Is this data scientist a consumer’s best friend?

In Oren Etzioni’s world, telling you where to buy a product is so 20 years ago. He did that with his first startup, Netbot, in 1996. Today, Etzioni wants to tell you when to buy — that ideal moment when the price won’t fall for a while and you won’t get burned by the release of a new model a week later. Tomorrow, well, maybe he can let you know when you’re in the vicinity of a great deal.

Etzioni, who spends his days as a computer science professor at the University of Washington, is probably best known as the co-founder of Farecast. That company, which Microsoft (s msft) bought for $115 million in 2008 and incorporated into Bing, helped even the playing field between travelers and airlines by predicting the best times for travelers to purchase their tickets. Airlines practice yield management by regularly changing their prices to maximize profit, but Etzioni was able to find a fair amount of predictability once Farecast was able to get the data it needed from the airline industry.

Lately, though, Etzioni has been focused on his latest startup,, which launched in 2010 and applies the premise behind Farecast to consumer electronics and appliances. At some point, Etzioni told me, the practice of yield management had migrated to “pretty much every non-trivial good.” Consumer electronics was the natural place to start, he said, because they tend to be highly considered purchases and enough of them are made online to generate lots of data and justify the existence of a web application.

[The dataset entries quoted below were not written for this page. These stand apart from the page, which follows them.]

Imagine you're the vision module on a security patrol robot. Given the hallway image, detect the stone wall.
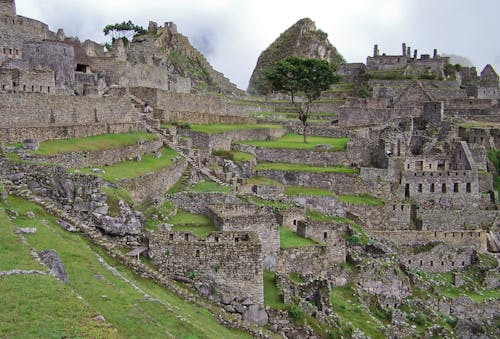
[209,204,283,269]
[246,147,350,166]
[183,128,285,151]
[256,170,371,194]
[149,232,264,305]
[0,122,145,143]
[0,93,138,136]
[369,230,487,252]
[297,220,347,263]
[166,192,241,215]
[37,140,163,168]
[277,245,330,277]
[120,160,187,204]
[417,208,499,230]
[399,244,475,273]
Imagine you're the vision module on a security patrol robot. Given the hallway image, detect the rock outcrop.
[248,18,345,95]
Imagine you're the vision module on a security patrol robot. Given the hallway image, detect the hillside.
[248,18,345,94]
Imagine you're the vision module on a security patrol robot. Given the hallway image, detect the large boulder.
[38,250,69,284]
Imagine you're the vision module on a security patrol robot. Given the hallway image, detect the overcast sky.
[16,0,500,89]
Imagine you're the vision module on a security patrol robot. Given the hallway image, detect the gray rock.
[16,227,36,234]
[7,172,25,182]
[57,219,78,233]
[23,139,40,151]
[38,250,69,284]
[243,305,269,326]
[314,144,333,151]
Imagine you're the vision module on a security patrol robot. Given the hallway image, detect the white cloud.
[17,0,500,88]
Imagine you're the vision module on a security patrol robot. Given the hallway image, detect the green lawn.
[188,181,231,193]
[285,186,337,197]
[34,132,157,155]
[330,284,385,339]
[280,227,317,248]
[241,133,349,151]
[0,197,249,338]
[254,162,359,174]
[264,271,286,309]
[339,194,384,206]
[191,124,281,134]
[247,177,281,186]
[75,148,179,182]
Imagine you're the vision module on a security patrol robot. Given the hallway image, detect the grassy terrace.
[280,227,317,249]
[168,210,215,239]
[0,197,249,338]
[254,162,359,175]
[241,133,349,151]
[330,284,386,339]
[285,186,384,206]
[188,181,231,193]
[191,124,281,134]
[34,132,157,155]
[75,148,179,181]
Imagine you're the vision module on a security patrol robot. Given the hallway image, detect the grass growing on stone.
[0,198,248,338]
[34,132,157,155]
[79,148,179,182]
[188,181,231,193]
[280,226,317,248]
[264,271,286,309]
[285,186,337,197]
[242,133,349,151]
[330,284,385,339]
[247,177,281,186]
[191,124,281,134]
[254,162,359,175]
[168,210,216,239]
[339,194,384,206]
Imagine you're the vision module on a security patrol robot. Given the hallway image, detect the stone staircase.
[130,94,230,186]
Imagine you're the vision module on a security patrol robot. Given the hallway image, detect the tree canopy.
[103,20,146,41]
[266,56,340,142]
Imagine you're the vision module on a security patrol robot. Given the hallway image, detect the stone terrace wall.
[166,192,241,215]
[297,220,347,263]
[256,170,371,194]
[180,128,285,151]
[252,147,349,166]
[149,232,264,305]
[0,122,146,143]
[0,93,138,127]
[277,245,330,277]
[37,140,163,168]
[417,209,499,230]
[370,230,487,252]
[120,160,187,204]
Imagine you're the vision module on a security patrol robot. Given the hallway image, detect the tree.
[103,20,146,42]
[266,56,340,142]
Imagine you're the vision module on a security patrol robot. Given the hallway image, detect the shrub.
[288,305,304,320]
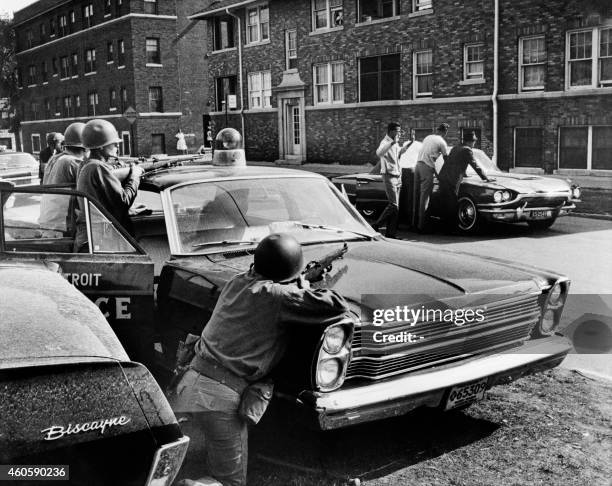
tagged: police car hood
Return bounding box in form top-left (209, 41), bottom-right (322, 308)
top-left (171, 240), bottom-right (555, 303)
top-left (0, 261), bottom-right (128, 369)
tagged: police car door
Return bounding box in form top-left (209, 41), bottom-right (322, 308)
top-left (0, 182), bottom-right (154, 363)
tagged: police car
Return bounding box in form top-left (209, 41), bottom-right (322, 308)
top-left (0, 129), bottom-right (570, 429)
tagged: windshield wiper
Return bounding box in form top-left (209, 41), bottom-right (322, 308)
top-left (293, 221), bottom-right (374, 240)
top-left (191, 240), bottom-right (257, 248)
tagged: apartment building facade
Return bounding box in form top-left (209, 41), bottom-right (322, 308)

I explained Decide’s methodology in some detail recently, but the gist is that it analyze thousands of data sources — from pricing history to model history to rumors of new models — to tell consumers whether to buy or wait on their electronics purchases. It’s similar to some degree with Retrevo (see disclosure), but Decide focuses more on predicting price than on telling consumers what’s a good value now.

There’s a notable difference between predicting airlines prices and predicting consumer-goods prices, though — while Farecast had to fight to get airlines to release their data, there’s an overload of it on the web. Between news sites, blogs, product profiles and price-comparison sites, Decide has all the data it needs. “The hardest is still separating the wheat from the chaff,” Etzioni said.

Decide’s prediction models have become so accurate, though — about 77 percent — that the company recently decided to put its money where it’s mouth is. Its new Got Your Back program provides members with a number of deals each day, and if a member buys and the price drops, Decide will make up the difference.

Aside from expanding price prediction into other areas with highly volatile prices, such as hotel rooms, Etzioni appears to have his eyes set on the mobile world.¬†There is, of course, location data, which is the holy grail of mobile analytics. Etzioni thinks it will be about three years before location-based analytics really reaches its stride in terms of usage, but it’s coming. Being able to get signals as to where app users are at any given time is a powerful proposition in terms of personalization, and already there are stealth-mode startups such as Placed trying to solve the problem for developers.

Etzioni also thinks there’s work to be done in condensing big data to fit onto small screens. Companies trying to improve the consumer experience will keep incorporating new analytic techniques, such as sentiment analysis, into their products, but the output of those efforts has to go somewhere. Producing and analyzing big data is one thing, he said, but you need to summarize it in a manner that people can consume on their mobile devices.

Disclosure: Retrevo is backed by Alloy Ventures, a venture capital firm that is an investor in the parent company of this blog.